• 79°

How About Iraq If Peace Comes

By Staff
One day there will be peace in the Middle East. We speak particularly about Iraq in future days and without Saddam. The country might be torn apart, and it might be both wise and absolutely necessary to establish a semi-military rule to help Western democracy over the hump. Regardless of all else, whatever government is eventually installed there, it will by nature and the human touch have that pro-Western tag attached to it. We can be sure of that.
In recent days, President Bush seems to be thinking more and more about Iraq when peace is with us again. To say that a Western democracy will not work in Iraq is to discount the surety of American ability to govern. There might be many people there with different ideas, but it will be America in the saddle.

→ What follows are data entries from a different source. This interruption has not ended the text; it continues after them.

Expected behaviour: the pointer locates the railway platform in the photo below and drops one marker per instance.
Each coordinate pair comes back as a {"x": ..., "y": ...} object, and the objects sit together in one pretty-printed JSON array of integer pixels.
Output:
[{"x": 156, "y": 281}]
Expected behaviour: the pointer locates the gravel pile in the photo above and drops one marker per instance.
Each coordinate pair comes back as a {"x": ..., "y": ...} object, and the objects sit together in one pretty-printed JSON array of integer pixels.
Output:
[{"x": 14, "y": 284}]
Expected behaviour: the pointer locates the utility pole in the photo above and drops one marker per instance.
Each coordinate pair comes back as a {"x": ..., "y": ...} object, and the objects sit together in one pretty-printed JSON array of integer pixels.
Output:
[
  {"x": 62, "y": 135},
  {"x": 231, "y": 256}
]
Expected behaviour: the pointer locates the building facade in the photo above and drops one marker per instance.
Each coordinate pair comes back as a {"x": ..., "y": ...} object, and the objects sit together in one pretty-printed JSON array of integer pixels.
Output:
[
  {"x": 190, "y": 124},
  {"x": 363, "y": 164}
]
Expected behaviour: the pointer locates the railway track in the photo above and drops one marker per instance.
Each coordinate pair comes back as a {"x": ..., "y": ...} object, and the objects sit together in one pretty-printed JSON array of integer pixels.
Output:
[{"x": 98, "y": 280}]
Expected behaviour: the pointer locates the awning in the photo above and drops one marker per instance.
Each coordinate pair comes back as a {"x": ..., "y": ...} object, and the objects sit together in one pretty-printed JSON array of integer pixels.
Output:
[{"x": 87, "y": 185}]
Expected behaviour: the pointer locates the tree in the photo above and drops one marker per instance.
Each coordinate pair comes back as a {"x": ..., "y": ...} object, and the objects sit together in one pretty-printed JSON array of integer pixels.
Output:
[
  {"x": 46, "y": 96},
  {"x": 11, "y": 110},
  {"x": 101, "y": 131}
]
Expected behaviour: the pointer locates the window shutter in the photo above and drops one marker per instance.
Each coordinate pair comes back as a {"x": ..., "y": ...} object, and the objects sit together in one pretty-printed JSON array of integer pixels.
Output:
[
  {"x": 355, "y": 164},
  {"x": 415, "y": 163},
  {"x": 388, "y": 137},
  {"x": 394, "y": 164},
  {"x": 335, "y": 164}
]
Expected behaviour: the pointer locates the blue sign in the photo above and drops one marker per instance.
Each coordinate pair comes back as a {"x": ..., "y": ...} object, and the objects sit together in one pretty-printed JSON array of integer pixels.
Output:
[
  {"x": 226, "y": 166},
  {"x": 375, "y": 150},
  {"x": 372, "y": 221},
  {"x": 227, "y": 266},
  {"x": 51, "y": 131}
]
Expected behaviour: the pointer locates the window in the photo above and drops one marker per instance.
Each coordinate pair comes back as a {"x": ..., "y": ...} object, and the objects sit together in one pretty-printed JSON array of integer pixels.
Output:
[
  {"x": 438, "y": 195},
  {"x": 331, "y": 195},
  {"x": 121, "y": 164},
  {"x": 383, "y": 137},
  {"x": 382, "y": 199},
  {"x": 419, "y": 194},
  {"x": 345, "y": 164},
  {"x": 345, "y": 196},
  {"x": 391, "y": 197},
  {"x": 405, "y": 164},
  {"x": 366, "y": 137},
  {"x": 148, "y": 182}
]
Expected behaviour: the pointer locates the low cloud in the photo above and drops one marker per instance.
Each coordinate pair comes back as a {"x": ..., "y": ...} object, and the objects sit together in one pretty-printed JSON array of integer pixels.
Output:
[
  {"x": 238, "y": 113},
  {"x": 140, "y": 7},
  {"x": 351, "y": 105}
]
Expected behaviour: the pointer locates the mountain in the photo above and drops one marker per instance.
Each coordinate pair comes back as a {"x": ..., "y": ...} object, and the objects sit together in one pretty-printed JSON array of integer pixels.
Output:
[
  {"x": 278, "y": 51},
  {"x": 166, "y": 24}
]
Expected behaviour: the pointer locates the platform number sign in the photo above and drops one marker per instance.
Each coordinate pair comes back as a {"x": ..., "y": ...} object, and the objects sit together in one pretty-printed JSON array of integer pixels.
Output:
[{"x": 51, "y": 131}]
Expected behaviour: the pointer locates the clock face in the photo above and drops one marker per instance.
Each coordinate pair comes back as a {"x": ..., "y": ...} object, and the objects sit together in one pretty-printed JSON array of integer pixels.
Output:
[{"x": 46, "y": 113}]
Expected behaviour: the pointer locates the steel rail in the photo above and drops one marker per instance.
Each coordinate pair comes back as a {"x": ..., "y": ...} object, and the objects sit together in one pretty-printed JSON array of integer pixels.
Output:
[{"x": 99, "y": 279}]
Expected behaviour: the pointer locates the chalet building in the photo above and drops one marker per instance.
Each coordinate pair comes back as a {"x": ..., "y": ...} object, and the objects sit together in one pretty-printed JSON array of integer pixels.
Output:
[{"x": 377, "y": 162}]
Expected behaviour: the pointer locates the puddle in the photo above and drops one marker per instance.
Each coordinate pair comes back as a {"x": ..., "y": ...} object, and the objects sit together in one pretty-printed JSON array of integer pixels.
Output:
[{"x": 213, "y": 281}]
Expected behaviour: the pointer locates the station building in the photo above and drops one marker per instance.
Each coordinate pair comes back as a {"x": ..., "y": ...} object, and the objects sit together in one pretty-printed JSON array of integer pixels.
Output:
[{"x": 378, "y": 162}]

Much talk has been made about paying for the reconstruction of Iraq. Surely, that is and should be a big consideration. But Iraq is oil rich, and there seems to be no reason that we know why oil money cannot play its full part. Only a fool will say that the job will be easy. After the war with many different religious groups to consider and with other countries, particular neighboring ones, to consider, the job is bound to be man-sized.

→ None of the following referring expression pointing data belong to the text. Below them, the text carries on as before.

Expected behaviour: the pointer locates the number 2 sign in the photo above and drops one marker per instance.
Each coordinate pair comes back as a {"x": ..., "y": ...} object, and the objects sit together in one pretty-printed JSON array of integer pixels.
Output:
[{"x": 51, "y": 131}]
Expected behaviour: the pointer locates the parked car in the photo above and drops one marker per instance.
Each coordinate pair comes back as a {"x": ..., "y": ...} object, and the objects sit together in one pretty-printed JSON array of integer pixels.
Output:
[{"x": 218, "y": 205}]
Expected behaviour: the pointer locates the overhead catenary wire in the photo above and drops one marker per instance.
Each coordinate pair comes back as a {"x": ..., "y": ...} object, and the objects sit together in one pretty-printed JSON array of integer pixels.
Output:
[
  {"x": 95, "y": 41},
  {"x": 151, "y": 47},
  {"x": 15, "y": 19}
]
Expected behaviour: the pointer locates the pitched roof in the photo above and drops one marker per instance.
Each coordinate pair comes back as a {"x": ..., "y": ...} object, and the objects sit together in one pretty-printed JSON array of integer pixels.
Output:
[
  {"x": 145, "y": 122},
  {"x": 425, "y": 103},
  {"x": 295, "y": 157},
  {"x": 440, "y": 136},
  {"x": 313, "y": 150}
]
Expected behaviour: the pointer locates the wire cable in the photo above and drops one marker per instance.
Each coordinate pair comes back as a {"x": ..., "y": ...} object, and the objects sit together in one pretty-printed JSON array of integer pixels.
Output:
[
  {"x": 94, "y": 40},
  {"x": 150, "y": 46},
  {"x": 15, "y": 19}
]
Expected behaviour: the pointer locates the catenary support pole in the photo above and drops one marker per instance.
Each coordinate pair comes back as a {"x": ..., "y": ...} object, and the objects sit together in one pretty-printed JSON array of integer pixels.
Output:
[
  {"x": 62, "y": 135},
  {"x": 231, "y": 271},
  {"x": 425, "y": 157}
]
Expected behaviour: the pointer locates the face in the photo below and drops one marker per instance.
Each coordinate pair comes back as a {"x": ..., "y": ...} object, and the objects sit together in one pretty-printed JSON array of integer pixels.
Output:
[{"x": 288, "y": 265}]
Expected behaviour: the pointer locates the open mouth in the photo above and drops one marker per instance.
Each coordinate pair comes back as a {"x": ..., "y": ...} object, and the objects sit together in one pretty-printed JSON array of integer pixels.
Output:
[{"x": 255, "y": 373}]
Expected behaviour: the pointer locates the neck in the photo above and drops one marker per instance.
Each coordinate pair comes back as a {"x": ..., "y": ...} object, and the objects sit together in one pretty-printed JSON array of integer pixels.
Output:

After World War II, the USA played a big role in re-establishing government in Japan and Germany, too. Regardless of all else, Uncle Sam will not tolerate much foolishness. Whatever it takes, tough military rule or a type of democratic dictatorship, the need will be fulfilled. After WWII in Japan, Gen. Douglas MacArthur ran a government, helped establish a national economy, and he was a strong man in a position where strength was required. He transformed Japanese society as well as its economy.
While we today cannot put our finger on just what President Bush has in mind, we can be sure that a plan has been laid out carefully. In his plan, we must agree that comparing Iraq with Japan is hardly practical.

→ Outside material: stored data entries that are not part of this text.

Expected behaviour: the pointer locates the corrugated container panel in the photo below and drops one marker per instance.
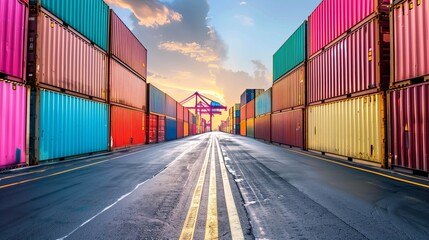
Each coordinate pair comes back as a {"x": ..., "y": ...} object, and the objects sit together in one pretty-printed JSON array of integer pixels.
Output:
[
  {"x": 250, "y": 127},
  {"x": 71, "y": 126},
  {"x": 90, "y": 18},
  {"x": 292, "y": 53},
  {"x": 13, "y": 29},
  {"x": 13, "y": 115},
  {"x": 263, "y": 128},
  {"x": 410, "y": 39},
  {"x": 289, "y": 91},
  {"x": 156, "y": 100},
  {"x": 250, "y": 109},
  {"x": 409, "y": 127},
  {"x": 357, "y": 63},
  {"x": 352, "y": 128},
  {"x": 332, "y": 18},
  {"x": 126, "y": 47},
  {"x": 79, "y": 67},
  {"x": 126, "y": 88},
  {"x": 263, "y": 103},
  {"x": 127, "y": 127},
  {"x": 287, "y": 128},
  {"x": 170, "y": 129},
  {"x": 170, "y": 107}
]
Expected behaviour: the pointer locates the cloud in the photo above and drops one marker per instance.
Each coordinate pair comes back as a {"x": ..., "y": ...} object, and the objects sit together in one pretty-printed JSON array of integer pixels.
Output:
[
  {"x": 245, "y": 20},
  {"x": 150, "y": 13}
]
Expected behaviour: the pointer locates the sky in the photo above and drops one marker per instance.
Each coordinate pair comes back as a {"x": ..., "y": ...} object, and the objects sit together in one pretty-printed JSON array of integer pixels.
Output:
[{"x": 216, "y": 47}]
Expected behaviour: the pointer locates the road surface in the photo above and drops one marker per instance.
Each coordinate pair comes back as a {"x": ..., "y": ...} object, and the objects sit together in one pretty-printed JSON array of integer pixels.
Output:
[{"x": 211, "y": 186}]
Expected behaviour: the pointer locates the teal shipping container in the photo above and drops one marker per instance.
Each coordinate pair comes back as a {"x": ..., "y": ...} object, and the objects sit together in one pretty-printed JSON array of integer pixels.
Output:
[
  {"x": 263, "y": 103},
  {"x": 88, "y": 17},
  {"x": 70, "y": 126},
  {"x": 292, "y": 53}
]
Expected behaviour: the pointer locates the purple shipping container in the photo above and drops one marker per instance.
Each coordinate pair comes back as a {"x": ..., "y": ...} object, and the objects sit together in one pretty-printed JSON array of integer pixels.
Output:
[
  {"x": 357, "y": 64},
  {"x": 410, "y": 40},
  {"x": 13, "y": 109},
  {"x": 409, "y": 127},
  {"x": 67, "y": 61},
  {"x": 126, "y": 47},
  {"x": 333, "y": 18},
  {"x": 13, "y": 38}
]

Recently, we read about the talk of a Bush plan with the U.S. military there to preserve order while the normal government functions will be taken care of through civil government agencies. In a practical sense, it is pointed out that war with Iraq can be summed up at its conclusion in one word – chaos. If that be true, then there is not merely the big job of governing people, but lifting a country out of that chaotic pit. Is the United States capable of doing the job? The question might be asked quietly, but it well might be on many minds. It is likely to be a back-breaking enterprise.
Regardless of all else, Uncle Sam will not turn his back on those rich oil fields which make Iraq a very rich nation. That oil can be made to flow more abundantly and thus bring in needed cash.
Again, before we talk of what to do when peace comes, we first must think of winning the war.